Let $\text{On}$ be the class of all ordinals and let $\leq_{\text{c}}$ be the canonical well-ordering on $\text{On}\times\text{On}$. More specifically, $\preceq$ is defined as follows.
Let $\left(\alpha,\beta\right),\left(\gamma,\zeta\right)\in\text{On}\times\text{On}$. Then $\left(\alpha,\beta\right)\leq_{\text{c}}\left(\gamma,\zeta\right)$ if and only if one of the following hold:
$\alpha\cup\beta<\gamma\cup\zeta$.
$\alpha\cup\beta=\gamma\cup\zeta$ and $\alpha<\gamma$.
$\alpha\cup\beta=\gamma\cup\zeta$, $\alpha=\gamma$, and $\beta\leq\zeta$.
Here, $\leq$ is the standard ordering on ordinals.
I have shown that every proper segment of this well-ordered class is a set. This allows me to define a function $\Gamma:\text{On}\times\text{On}\rightarrow\text{On}$ by $$\Gamma\left(\left(\alpha,\beta\right)\right)=\text{Ord}\left\{ \left(\zeta,\eta\right)\in\text{On}\times\text{On}:\left(\zeta,\eta\right)<_{\text{c}}\left(\alpha,\beta\right)\right\} $$ for all $\left(\alpha,\beta\right)\in\text{On}\times\text{On}$.

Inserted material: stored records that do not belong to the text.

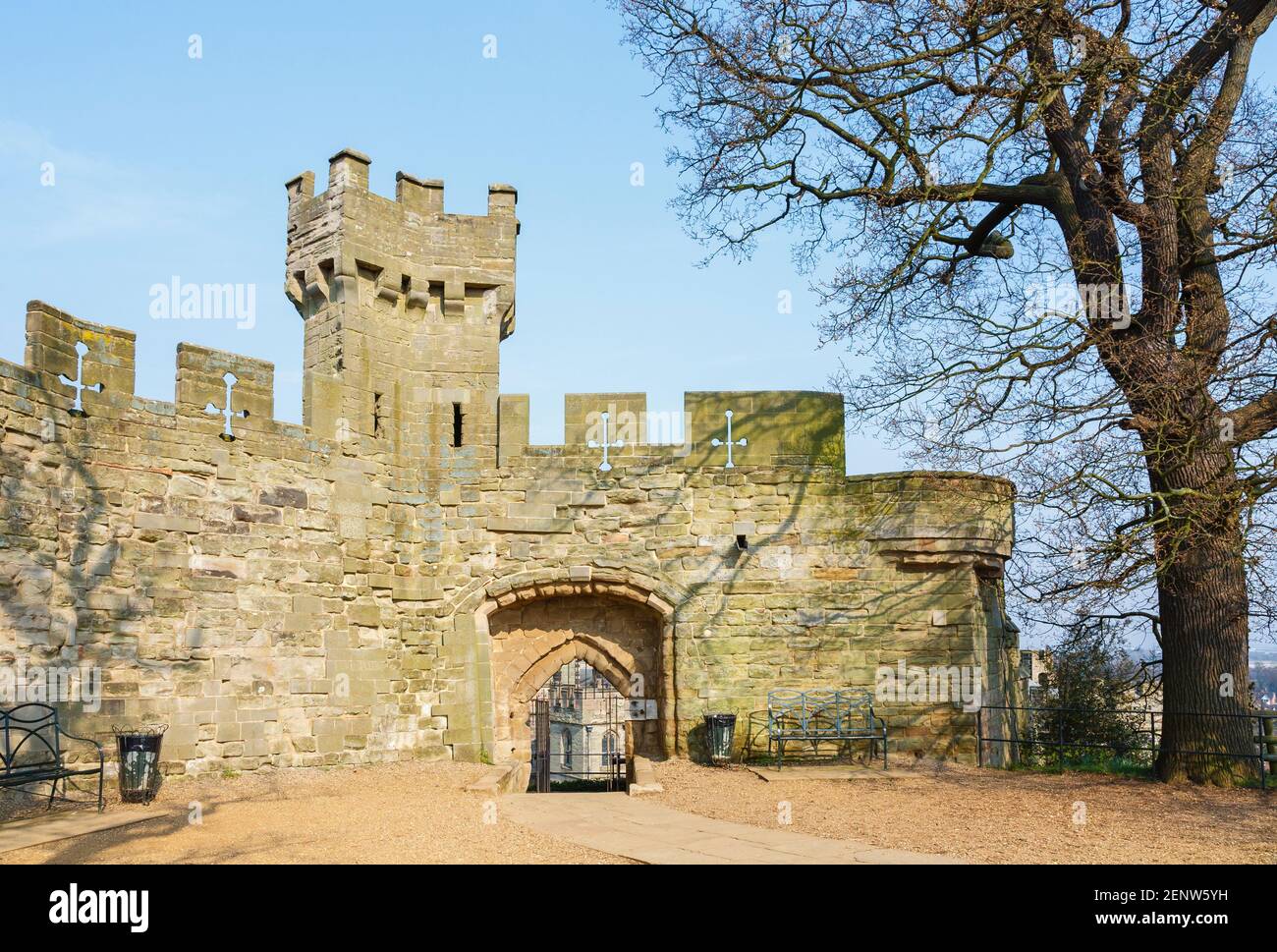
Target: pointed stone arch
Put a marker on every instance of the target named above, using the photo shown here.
(621, 626)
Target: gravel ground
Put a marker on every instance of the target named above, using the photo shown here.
(996, 815)
(413, 812)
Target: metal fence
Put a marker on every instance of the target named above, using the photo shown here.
(1085, 729)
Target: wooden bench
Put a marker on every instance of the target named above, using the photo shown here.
(820, 716)
(30, 752)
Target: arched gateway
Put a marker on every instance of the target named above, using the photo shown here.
(624, 630)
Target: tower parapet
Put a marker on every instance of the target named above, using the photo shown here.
(405, 307)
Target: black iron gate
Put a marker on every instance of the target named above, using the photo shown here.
(541, 744)
(579, 739)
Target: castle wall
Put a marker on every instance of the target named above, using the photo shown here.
(295, 595)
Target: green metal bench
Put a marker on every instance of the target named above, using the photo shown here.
(30, 752)
(820, 716)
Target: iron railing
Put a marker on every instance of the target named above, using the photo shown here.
(1264, 732)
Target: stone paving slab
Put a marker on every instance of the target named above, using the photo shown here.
(647, 832)
(50, 828)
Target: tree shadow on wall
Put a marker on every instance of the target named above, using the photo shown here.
(850, 519)
(32, 581)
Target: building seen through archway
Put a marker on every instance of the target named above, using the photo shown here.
(578, 725)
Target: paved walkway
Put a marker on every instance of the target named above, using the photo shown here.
(647, 832)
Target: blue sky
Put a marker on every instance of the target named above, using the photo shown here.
(167, 166)
(175, 166)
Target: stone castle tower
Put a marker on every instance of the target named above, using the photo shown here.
(399, 575)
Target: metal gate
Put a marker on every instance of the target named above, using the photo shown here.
(541, 744)
(579, 739)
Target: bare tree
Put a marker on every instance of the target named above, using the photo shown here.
(1045, 226)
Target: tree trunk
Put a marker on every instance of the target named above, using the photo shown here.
(1204, 619)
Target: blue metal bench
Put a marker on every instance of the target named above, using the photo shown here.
(30, 752)
(820, 716)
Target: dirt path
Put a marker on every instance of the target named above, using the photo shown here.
(391, 812)
(995, 815)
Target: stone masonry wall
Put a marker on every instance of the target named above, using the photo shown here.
(358, 588)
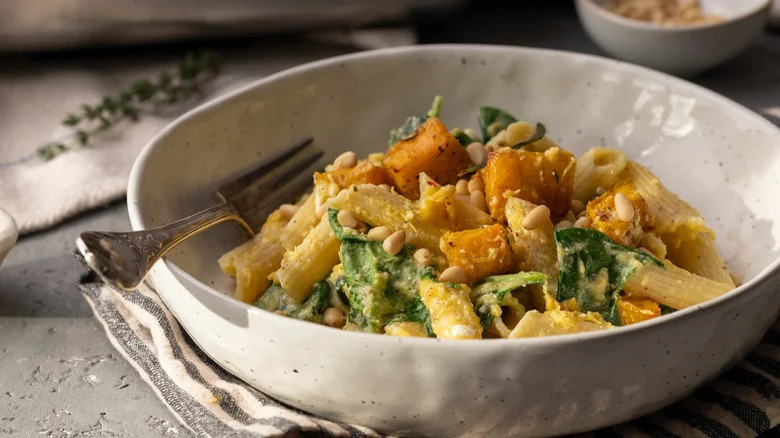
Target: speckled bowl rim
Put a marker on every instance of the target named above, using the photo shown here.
(637, 24)
(137, 221)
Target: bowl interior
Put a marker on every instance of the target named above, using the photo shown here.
(715, 154)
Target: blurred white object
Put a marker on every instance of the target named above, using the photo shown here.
(8, 233)
(681, 50)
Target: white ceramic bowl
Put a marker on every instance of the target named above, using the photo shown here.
(682, 50)
(8, 234)
(713, 152)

Here, $\text{Ord}$ is the function which maps each well-ordered set to the unique ordinal which is order isomorphic to it. I want to show that $\Gamma$ is an order isomorphism. I have shown that it is strictly increasing. Now I just have to show that it is surjective. This is the problem I am facing. I can't seem to show that it is surjective. I have tried using induction but that got me nowhere. Any ideas?

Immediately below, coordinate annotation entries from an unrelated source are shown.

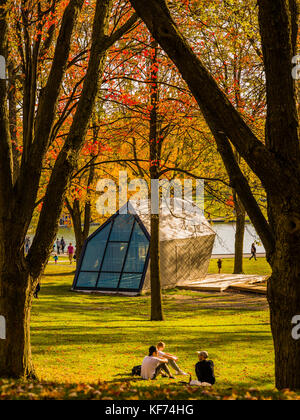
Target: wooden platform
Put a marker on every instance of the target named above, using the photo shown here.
(229, 282)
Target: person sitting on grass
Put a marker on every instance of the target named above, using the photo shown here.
(171, 358)
(205, 369)
(153, 365)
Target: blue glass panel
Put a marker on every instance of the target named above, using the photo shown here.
(109, 280)
(114, 257)
(95, 249)
(138, 251)
(87, 279)
(130, 281)
(122, 228)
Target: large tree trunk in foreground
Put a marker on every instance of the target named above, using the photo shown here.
(156, 295)
(15, 306)
(284, 290)
(239, 235)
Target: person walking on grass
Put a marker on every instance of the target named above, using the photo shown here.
(170, 357)
(71, 251)
(253, 252)
(205, 369)
(153, 365)
(37, 291)
(219, 263)
(63, 245)
(58, 246)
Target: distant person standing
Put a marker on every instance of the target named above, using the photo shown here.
(37, 291)
(58, 246)
(71, 252)
(63, 245)
(27, 244)
(253, 252)
(219, 263)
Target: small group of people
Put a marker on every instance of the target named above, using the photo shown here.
(60, 250)
(253, 252)
(60, 245)
(158, 362)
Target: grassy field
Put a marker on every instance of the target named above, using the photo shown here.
(78, 337)
(259, 267)
(84, 346)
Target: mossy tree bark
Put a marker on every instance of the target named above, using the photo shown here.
(276, 163)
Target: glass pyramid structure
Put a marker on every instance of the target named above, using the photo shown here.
(115, 258)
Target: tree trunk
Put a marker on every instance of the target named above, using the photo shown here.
(239, 235)
(284, 301)
(15, 306)
(156, 295)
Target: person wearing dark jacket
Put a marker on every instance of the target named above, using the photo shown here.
(205, 369)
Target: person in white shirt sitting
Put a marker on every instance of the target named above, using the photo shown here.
(170, 357)
(153, 365)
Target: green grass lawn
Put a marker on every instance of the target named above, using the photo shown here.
(259, 267)
(87, 338)
(84, 346)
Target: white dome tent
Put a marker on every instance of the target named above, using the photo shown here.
(115, 258)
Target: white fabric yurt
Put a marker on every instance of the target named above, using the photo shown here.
(116, 257)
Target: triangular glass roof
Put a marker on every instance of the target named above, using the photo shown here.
(115, 257)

This is actually much simpler than you'd expect, if you pay attention to the right things. In fact, you've almost proved this already.
Since $\Gamma$ is a strictly increasing function, its range cannot be a set of ordinals. So it has to be unbounded. But now simply note that if $\Gamma(\alpha,\beta)=\gamma$ and $\delta<\gamma$, then there is a unique initial segment below $(\alpha,\beta)$ which is isomorphic to $\delta$. And by well-ordering, there is a least $(\alpha',\beta')$ below $(\alpha,\beta)$ such that $\Gamma(\alpha',\beta')=\delta$.
In other words, we show that the image must be downwards closed, and not bounded (i.e., not a set). Therefore it has to be an isomorphism.